1 - Setup a DDNS service of your choice, e.g. through your router if it has this function (even just as a test), export the associated certificate so you have 2 files: cert.pem and key.pem

2 - Put these files in the same Config folder the file Configuration.yaml is of Home Assistant, regardless where this is on your host device.

3 - Speaking of which, locate and open Configuration.yaml and add this:

http:
  ssl_certificate: cert.pem
  ssl_key: key.pem

File names could need adaptation of course.
Next time you restart Home Assistant it will then expect a SSL connection.

4 - Access your router and add in the Port Forwarding section the external port 8123 of your host’s IP address on both protocols (TCP and UDP) and leave the internal port blank so it will be the same port. Not going to explain a lot more about port forwarding, there are plenty of resources to find out how to do this. Also make sure your host has a fixed IP address but that is rather obvious.

5 - Restart Home Assistant.

6 - Now the old unsecured non-SSL in other words http://… access will not work any more, so beware to adapt all clients.
Access of Home Assistant on the LAN:
https://<IP of your host>:8123

Access of Home Assistant using the WAN:
https://yournicesubdomainname.ddnsservicename.com:8123

You can even bypass the DDNS service in case you have not set it up yet or just want to test with a certificate with:
https://<IP of your WAN connection>:8123

7 - That’s it. Time to have a coffee, or think about more fancy stuff to automate certificate renewal and such if you need to have this. Anyway, hope this helps some with non-standard Home Assistant installs like I have or just to understand the basics first.

Prodigyplace · December 29, 2021, 12:25am

I think most people setting up Internet access to HA use a reverse proxy. I strongly doubt the HA web server is secure & robust enough to be safely exposed to the Internet even with an SSL certificate. People on the internet are good at exploiting any vulnerabilities in a system designed for just LAN use.
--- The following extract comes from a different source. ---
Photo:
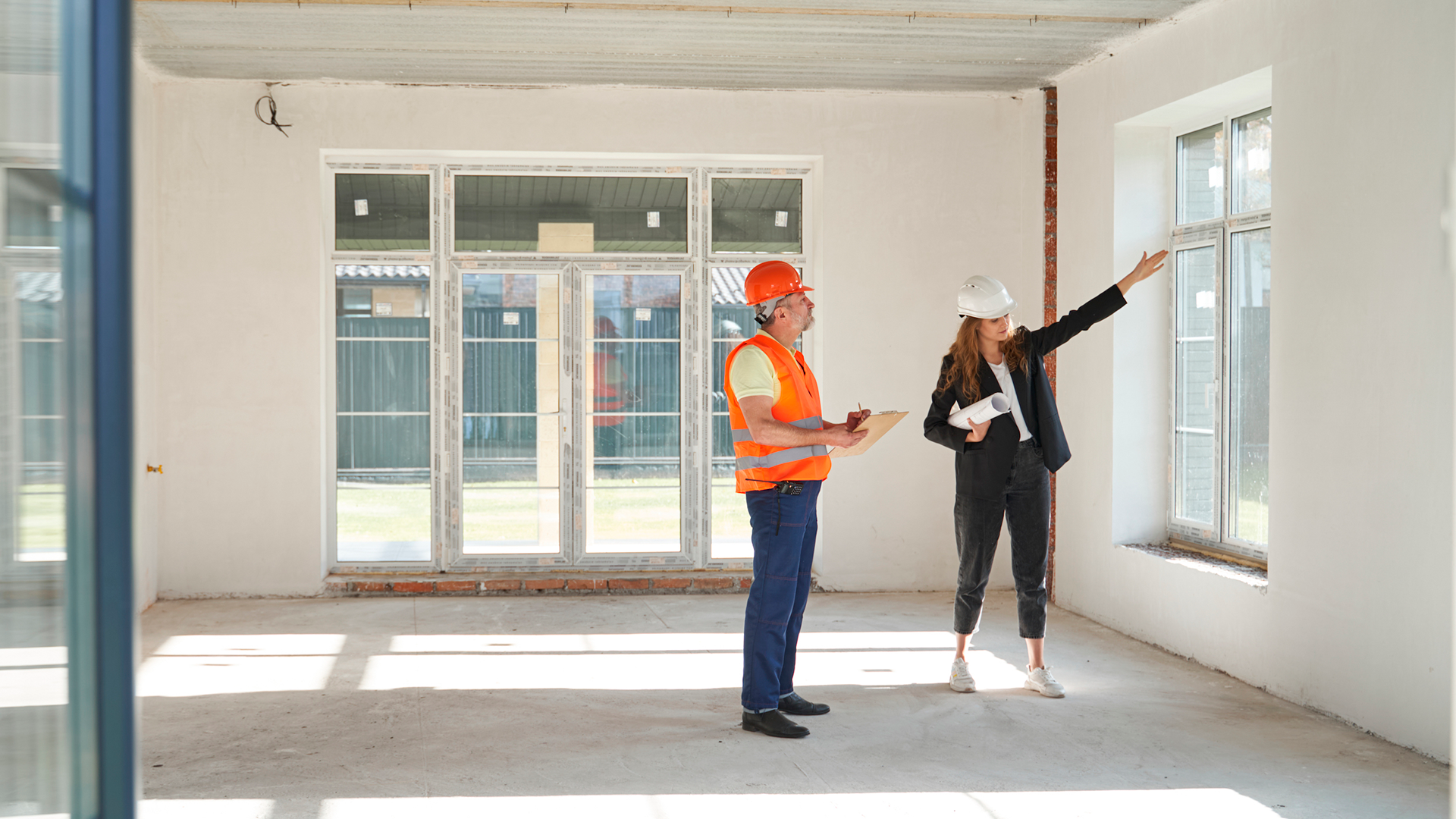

basmeijer · December 29, 2021, 12:49am

Thank you for that hint, that was my next step to look into.
My setup has a reverse proxy on board and I just realised it’s all well documented.
I started with Home Assistant not so long ago so I hope my current safety will last for a few days before I dig myself into this the following nights to come…

koying · December 29, 2021, 12:50pm

I’m afraid that’s a tad too “decluttered”, for people not wanting their time to be robbed, especially how to get the certificates.